Member of the French Polynesian Assembly for Windward Isles 2
- Incumbent
- Assumed office 6 May 2018

Personal details
- Born: 1 December 1977 (age 48) Paea, French Polynesia
- Party: Tāpura Huiraʻatira

= Tepuaraurii Teriitahi =

French Polynesian politician

Tepuaraurii Marcella Teriitahi (born 1 December 1977) is a French Polynesian politician and Member of the Assembly of French Polynesia. Since 2018 she has been president of the Tāpura Huiraʻatira group in the Assembly.

==Early life==
Teriitahi was born in Paea, French Polynesia, from a family historically settled in the town. After studying law, she became a teacher. Then in 1999, she became a customs officer and became involved as a staff representative and member of a union.

==Political career==
Teriitahi was elected a municipal councilor in Paea on the list of former mayor Jacquie Graffe in the 2014 municipal elections.

In the 2017 French legislative election she was a candidate for French Polynesia's 2nd constituency. While a member of the Tapura, she stood against official Tapura candidate Nicole Sanquer. She placed 4th, with 13.08% of the vote.

She was elected to the Assembly of French Polynesia at the 2018 French Polynesian legislative election within the 2nd Windward Islands section. In June 2018, following the election of Sylvana Puhetini as second vice-president of the Assembly she was elected as President of the Tapura group in the Assembly.
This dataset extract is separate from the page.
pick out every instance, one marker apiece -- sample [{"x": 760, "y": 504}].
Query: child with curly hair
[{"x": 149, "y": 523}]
In the 2020 municipal elections she headed the Tapura list in Paea in the second round, following the death of Mayor Jacquie Graffe. In June, a month after the announcement, she received homophobic insults from a surfer. The Tapura lost the mayoralty, retaining only 7 seats against 25 for the Tavini, and tipping the Tapura into the opposition.

At the 2022 French legislative election she was the Tapura candidate for the 2nd constituency. While she led in the first round, with 33.24% of the vote, she was defeated in the second round by the Tavini's Steve Chailloux.

She was re-elected to the Assembly at the 2023 election.